Hacker News new | ask | show | jobs
by alecco 27 days ago
PSA: Don't use OpenRouter for DeepSeek V4 as it messes up you caching. Use DeepSeek API directly and you'll get 2x to 3x more cached tokens.
3 comments

Can you share more? I'm with OpenRouter and we would love to address this! We don't see this in our own testing, I don't believe -- but will share this feedback and dig in.
Just try. In a case last week it was ~3x and I tried multiple providers: deepseek, gmicloud/fp8, novita/fp8, and another one I can't remember. It was a large job where at least 2/3rds of the start of the prompts was exactly the same (literally a static string).

Then I read somewhere (I think X) that OpenRouter adds stuff and breaks caching (telemetry? headers? can't remember). So I stopped the job, switched to actual DeepSeek provider, and voilá, caching 3x more tokens per request (on average).
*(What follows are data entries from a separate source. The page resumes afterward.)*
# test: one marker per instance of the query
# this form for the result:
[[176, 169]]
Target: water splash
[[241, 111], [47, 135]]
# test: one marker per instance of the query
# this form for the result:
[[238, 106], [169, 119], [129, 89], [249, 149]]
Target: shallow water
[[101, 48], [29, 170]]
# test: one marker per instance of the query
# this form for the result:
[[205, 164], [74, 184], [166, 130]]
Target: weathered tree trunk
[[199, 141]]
> switched to actual DeepSeek provider

I meant actual DeepSeek API.

Here is some data from my experience using both deepseek v4 flash directly, and deepseek v4 flash via openrouter.

Directly: 135M input tokens - $0.57 (134M cached)

Via OpenRouter 6M tokens - $0.81 (caching stats & inp/out not reported)

Caching is a huge win with using deepseek directly.

I am experiencing this using Opencode. Caching works fine via Deepseek API but not so good via Openrouter
When you say Deepseek API, you mean servers in China? Or is it a copy of the model operated and run by OpenRouter?
Yes, I definitely noticed a problem with openrouter and deepseek v4 pro. It's much more expensive.